The family of a woman killed when a man fleeing from police crashed into her car is alleging the city of Long Beach bears at least some responsibility for her death.

Police say they had just started pursuing a stolen van when it slammed into a car holding Jessica Bingaman and six dogs on May 7 at Third Street and Temple Avenue.

Last month, Bingaman’s mother, DonAnn Lawson, filed a wrongful death claim against the city of Long Beach on behalf of Bingaman’s 11-year-old daughter. Such a claim is typically a precursor to a lawsuit.

“The Long Beach Police Department knew the driver who caused the crash because of his previous involvement with the police but pursued him anyway,” the claim alleges.

The claim doesn’t specify what compensation Lawson is seeking.
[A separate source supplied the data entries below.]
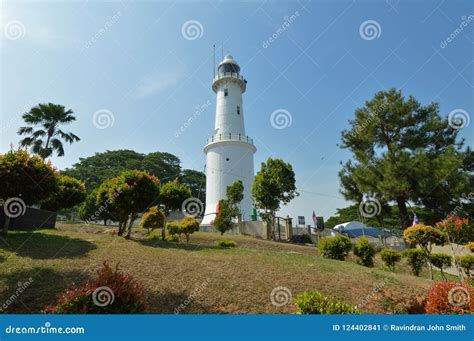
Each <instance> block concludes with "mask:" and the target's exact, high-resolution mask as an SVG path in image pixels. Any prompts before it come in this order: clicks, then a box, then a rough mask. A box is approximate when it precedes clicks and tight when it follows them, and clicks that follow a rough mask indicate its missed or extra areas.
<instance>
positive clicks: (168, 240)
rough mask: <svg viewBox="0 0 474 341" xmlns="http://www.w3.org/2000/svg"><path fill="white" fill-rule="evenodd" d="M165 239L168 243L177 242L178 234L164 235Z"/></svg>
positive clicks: (178, 241) (173, 242)
mask: <svg viewBox="0 0 474 341" xmlns="http://www.w3.org/2000/svg"><path fill="white" fill-rule="evenodd" d="M165 240H166V241H167V242H168V243H179V236H178V235H177V234H170V235H169V236H166V237H165Z"/></svg>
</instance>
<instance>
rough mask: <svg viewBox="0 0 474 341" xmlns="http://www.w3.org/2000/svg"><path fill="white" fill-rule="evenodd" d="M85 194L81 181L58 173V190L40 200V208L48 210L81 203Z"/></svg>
mask: <svg viewBox="0 0 474 341" xmlns="http://www.w3.org/2000/svg"><path fill="white" fill-rule="evenodd" d="M86 195H87V194H86V186H85V185H84V183H83V182H82V181H80V180H77V179H75V178H72V177H70V176H67V175H59V178H58V190H57V191H56V192H54V193H53V195H51V196H50V197H48V198H47V199H46V200H44V201H42V202H41V208H43V209H45V210H49V211H58V210H61V209H66V208H71V207H74V206H76V205H78V204H80V203H82V202H83V201H84V200H85V199H86Z"/></svg>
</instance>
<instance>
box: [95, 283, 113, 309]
mask: <svg viewBox="0 0 474 341" xmlns="http://www.w3.org/2000/svg"><path fill="white" fill-rule="evenodd" d="M114 301H115V295H114V292H113V290H112V289H110V288H109V287H105V286H104V287H98V288H97V289H95V290H94V292H93V293H92V302H94V304H95V305H96V306H98V307H105V306H108V305H110V304H112V303H114Z"/></svg>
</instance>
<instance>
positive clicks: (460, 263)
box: [456, 255, 474, 277]
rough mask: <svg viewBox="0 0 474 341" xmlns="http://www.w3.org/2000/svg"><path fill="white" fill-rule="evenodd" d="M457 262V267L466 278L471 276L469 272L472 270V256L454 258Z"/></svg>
mask: <svg viewBox="0 0 474 341" xmlns="http://www.w3.org/2000/svg"><path fill="white" fill-rule="evenodd" d="M456 259H457V261H458V262H459V265H460V266H461V268H462V269H463V270H464V272H465V273H466V275H467V276H468V277H470V276H471V271H473V270H474V256H473V255H465V256H459V257H457V258H456Z"/></svg>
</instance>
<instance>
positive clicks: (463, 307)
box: [425, 282, 474, 314]
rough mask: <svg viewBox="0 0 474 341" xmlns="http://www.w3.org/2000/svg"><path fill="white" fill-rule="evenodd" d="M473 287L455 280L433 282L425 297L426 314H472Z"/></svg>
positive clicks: (473, 294)
mask: <svg viewBox="0 0 474 341" xmlns="http://www.w3.org/2000/svg"><path fill="white" fill-rule="evenodd" d="M469 297H471V299H469ZM472 297H474V288H470V287H468V286H467V285H464V284H461V283H457V282H435V283H434V285H433V287H432V288H431V289H430V291H429V293H428V297H427V298H426V305H425V309H426V313H427V314H472V312H473V311H474V299H472Z"/></svg>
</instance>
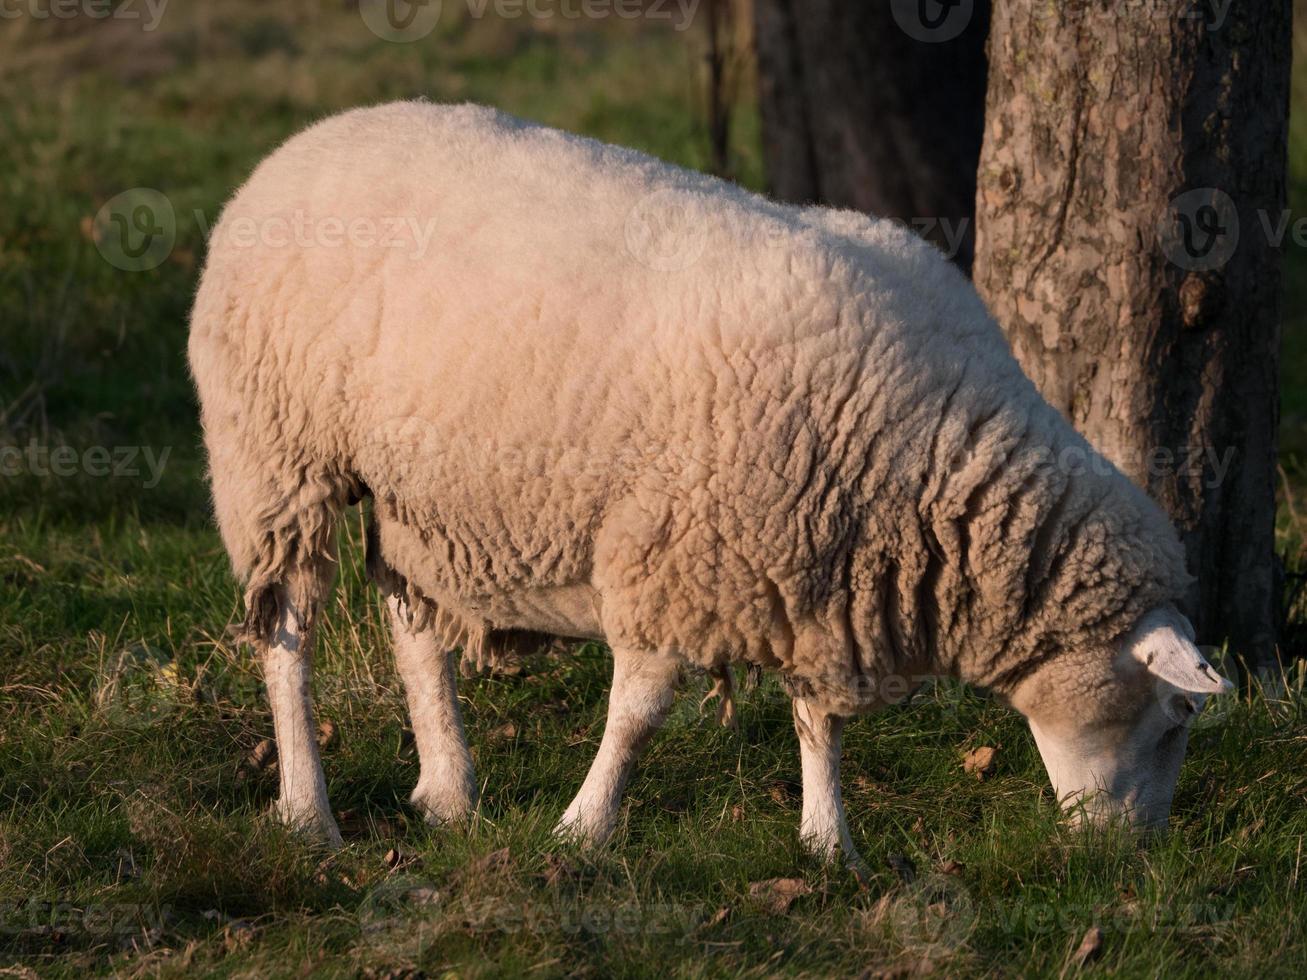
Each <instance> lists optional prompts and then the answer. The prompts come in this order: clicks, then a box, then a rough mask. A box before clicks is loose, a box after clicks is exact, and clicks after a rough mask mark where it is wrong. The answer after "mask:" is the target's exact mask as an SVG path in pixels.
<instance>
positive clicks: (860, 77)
mask: <svg viewBox="0 0 1307 980" xmlns="http://www.w3.org/2000/svg"><path fill="white" fill-rule="evenodd" d="M988 20H989V0H944V3H937V0H890V1H889V3H885V0H874V1H873V0H754V27H755V44H757V50H758V98H759V108H761V114H762V144H763V155H765V158H766V163H767V170H769V175H770V182H771V192H772V193H774V195H775V196H778V197H780V199H784V200H789V201H797V203H808V201H819V203H823V204H833V205H838V206H842V208H855V209H857V210H865V212H870V213H873V214H880V216H882V217H887V218H899V220H902V221H906V222H911V223H912V225H914V226H915V227H916V229H918V230H919V231H920V233H921V234H924V235H925V237H927V238H929V239H931V240H933V242H936V244H938V246H940V247H941V248H944V250H945V251H946V252H949V253H950V255H951V256H953V257H955V260H957V261H958V263H959V264H961V265H962V267H963V268H965V269H966V268H970V265H971V255H972V239H974V235H972V231H974V223H975V222H974V208H975V171H976V161H978V158H979V155H980V140H982V136H983V128H984V127H983V114H984V91H985V61H984V39H985V31H987V29H988Z"/></svg>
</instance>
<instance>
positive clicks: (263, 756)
mask: <svg viewBox="0 0 1307 980" xmlns="http://www.w3.org/2000/svg"><path fill="white" fill-rule="evenodd" d="M276 766H277V745H276V743H274V742H273V741H272V740H271V738H263V740H260V742H259V743H257V745H256V746H255V747H254V749H251V750H250V754H248V755H247V757H246V759H244V762H242V763H240V768H239V770H238V771H237V779H238V780H244V779H248V777H250V776H252V775H256V774H259V772H263V771H264V770H268V771H269V772H271V771H272V770H273V768H276Z"/></svg>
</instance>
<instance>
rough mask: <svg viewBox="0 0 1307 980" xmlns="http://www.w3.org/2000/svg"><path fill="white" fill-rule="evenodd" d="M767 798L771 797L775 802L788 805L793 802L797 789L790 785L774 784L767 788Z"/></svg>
mask: <svg viewBox="0 0 1307 980" xmlns="http://www.w3.org/2000/svg"><path fill="white" fill-rule="evenodd" d="M767 796H770V797H771V798H772V801H774V802H778V804H787V802H789V801H791V800H793V797H795V788H793V787H792V785H789V784H788V783H772V784H771V785H769V787H767Z"/></svg>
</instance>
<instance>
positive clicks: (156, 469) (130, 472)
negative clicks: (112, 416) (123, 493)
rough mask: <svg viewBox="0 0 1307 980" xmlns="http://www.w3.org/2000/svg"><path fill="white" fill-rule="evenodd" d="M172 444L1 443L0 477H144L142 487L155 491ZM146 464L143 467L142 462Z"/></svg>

The Long Beach City Attorney’s office declined to comment.

“Any loss of life, regardless of the circumstances is always tragic,” the LBPD said in a statement. “We are fully cooperating with the City Attorney’s Office in the pending litigation.”

There is also an ongoing internal affairs investigation into officers’ decisions and tactics leading up to the crash, according to the department.

Bingaman was a beloved Rose Park resident who owned The Pawtenders dog walking and training business.

Jessie Bingaman, courtesy Pawtenders Memorial.

After her death, friends raised more than $40,000 to set up a pet-rescue fund in her name and a college fund for her daughter.

The man accused of driving the van, 43-year-old Javier Olivarez Jr., has been charged with crimes including murder and multiple counts of animal cruelty, according to court records. Five of the six dogs who’d been in the car with Bingaman died in the crash. He’s pleaded not guilty to the charges.

Olivarez is a gang member who’d previously been arrested 20 times, according to Long Beach police. However, despite the claim’s allegation to the contrary, police previously said they didn’t know who was driving the van before the crash; they only knew it was stolen.

When police should pursue a suspect is a difficult decision that can depend on a host of factors, according to experts.

The LBPD asks its officers to consider 15 different elements—ranging from traffic conditions to the likelihood of catching a driver—before starting to chase a car.

Regardless of whether police make good decisions in pursuits, it can be difficult to sue over them.

As long as California police departments follow certain training standards, they’re immune from any legal liability “even when officers do not follow the vehicle pursuit policy their agency has adopted,” according to a Los Angeles County Civil Grand Jury report published in 2017.